MADRID, 5 Nov. (EUROPA PRESS) -

The Inter-American Commission on Human Rights (IACHR) of the Organization of American States (OAS) has begun its first process with the United States as the country accused of the death of a Mexican migrant, Anastasio Hernández, who died due to the intervention of US immigration agents in 2010 in San Diego.

The victim's relatives demand "truth and justice" after the case was closed in 2015 despite the fact that there were videos and witnesses showing that Hernández was beaten to death.

The United States maintains that there was an investigation "by experienced federal prosecutors who determined that the evidence was insufficient to bring criminal charges."

However, María Puga, Anastasio's wife, told the IACHR commissioners that she found out from an officer that her partner was in the hospital, brain dead, on May 29, 2010, but "nobody explained to us what had past". "I found out the details later, the day of his funeral," she said. When she was at home, a television "began to broadcast a video, I heard my husband's cries of pain."

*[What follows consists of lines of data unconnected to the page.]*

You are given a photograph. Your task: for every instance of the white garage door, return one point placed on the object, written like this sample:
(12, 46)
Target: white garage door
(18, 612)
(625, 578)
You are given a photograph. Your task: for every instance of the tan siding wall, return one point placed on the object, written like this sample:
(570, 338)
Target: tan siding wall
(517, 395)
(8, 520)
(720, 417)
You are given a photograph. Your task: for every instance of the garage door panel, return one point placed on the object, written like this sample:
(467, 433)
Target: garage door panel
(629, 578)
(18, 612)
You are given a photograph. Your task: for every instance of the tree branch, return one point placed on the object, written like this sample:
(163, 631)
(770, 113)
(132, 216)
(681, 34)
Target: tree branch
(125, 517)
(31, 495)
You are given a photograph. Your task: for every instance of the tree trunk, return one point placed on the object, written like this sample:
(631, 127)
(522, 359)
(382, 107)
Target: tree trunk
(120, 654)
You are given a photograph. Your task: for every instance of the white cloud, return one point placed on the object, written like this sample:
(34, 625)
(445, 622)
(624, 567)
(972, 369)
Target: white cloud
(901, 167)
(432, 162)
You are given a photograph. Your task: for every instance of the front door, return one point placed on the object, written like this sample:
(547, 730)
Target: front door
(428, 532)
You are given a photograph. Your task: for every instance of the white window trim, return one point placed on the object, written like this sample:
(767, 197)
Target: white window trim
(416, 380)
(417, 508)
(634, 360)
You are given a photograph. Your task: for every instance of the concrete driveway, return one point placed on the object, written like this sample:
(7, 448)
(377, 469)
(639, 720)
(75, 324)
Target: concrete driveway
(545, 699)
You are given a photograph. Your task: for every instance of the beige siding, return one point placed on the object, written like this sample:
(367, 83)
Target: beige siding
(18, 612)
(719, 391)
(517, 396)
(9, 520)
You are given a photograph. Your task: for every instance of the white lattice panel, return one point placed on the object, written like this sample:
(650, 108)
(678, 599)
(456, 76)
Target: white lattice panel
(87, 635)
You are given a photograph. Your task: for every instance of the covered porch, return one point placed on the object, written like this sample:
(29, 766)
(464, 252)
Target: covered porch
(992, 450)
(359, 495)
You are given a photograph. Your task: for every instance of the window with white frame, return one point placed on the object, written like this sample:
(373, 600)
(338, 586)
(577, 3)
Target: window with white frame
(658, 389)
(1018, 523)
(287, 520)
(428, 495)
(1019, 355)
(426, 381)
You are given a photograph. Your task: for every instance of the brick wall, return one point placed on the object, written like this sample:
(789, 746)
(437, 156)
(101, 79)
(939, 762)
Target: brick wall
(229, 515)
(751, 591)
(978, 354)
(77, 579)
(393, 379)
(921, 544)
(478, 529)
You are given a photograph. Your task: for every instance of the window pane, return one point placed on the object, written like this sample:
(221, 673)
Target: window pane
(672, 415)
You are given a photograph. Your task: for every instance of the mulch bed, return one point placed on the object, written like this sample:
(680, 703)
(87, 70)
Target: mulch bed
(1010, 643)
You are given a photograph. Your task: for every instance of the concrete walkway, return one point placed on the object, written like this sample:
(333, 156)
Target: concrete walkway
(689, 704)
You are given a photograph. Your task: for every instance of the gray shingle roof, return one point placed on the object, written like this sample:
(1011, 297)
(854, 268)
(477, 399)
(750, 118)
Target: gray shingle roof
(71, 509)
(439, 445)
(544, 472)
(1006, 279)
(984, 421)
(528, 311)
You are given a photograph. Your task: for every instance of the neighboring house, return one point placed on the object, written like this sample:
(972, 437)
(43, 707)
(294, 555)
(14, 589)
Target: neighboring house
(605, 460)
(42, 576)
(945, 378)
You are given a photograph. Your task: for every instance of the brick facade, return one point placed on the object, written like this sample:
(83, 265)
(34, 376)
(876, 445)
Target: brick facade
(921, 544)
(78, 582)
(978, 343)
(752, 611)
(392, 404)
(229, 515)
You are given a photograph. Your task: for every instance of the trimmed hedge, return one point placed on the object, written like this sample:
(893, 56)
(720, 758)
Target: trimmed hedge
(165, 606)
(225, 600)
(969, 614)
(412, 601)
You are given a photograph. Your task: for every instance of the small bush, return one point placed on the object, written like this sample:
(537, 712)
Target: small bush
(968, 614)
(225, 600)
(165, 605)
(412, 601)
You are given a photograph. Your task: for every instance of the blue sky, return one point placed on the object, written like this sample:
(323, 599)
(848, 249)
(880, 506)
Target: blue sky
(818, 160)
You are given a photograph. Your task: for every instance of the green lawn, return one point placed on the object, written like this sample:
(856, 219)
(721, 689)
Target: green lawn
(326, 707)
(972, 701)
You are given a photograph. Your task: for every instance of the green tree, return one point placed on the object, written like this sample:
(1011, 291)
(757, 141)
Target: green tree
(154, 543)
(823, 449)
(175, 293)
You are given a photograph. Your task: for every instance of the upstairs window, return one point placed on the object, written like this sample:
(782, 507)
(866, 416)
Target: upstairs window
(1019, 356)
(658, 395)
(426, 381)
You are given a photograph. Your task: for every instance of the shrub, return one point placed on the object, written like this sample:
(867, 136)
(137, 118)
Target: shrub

Two years later, when he had access to a second video, "I saw the images of how my husband was surrounded by agents, beating him, torturing him." "They put the stun gun on him, they humiliated him, they took his clothes off him," he said. There were about thirteen subjects who attacked him and it is presumed that they were agents of the Office of Customs and Border Protection, the Service of Immigration and Customs Control and Border Patrol.

Puga explained that by requesting the IACHR to review the case, the aim is for "the officials involved and the government to apologize to the family for having murdered my husband, for there to be changes in these policies on the use of force that they have done so much suffer".

During the hearing, representatives of Anastasio's family, the International Human Rights Legal Clinic of the University of Berkeley and Alliance San Diego denounced the "cover-up" by the US authorities.

They indicated that although the victim did not represent a threat to the agents' safety, they used disproportionate force. "The United States has neither refuted nor responded to these allegations. In fact, it attempts to justify the agents' use of force and the Justice Department's decision to conclude the criminal investigation by arguing that Anastasio was combative and assaultive."

Thomas Hastings, interim representative of the United States to the Organization of American States (OAS), has stressed that they have differences of opinion about the IACHR admitting this case. The Government in an agreement "paid one million dollars (to the family) to resolve all types of claims for the acts or omissions that gave rise to the case," he recalled.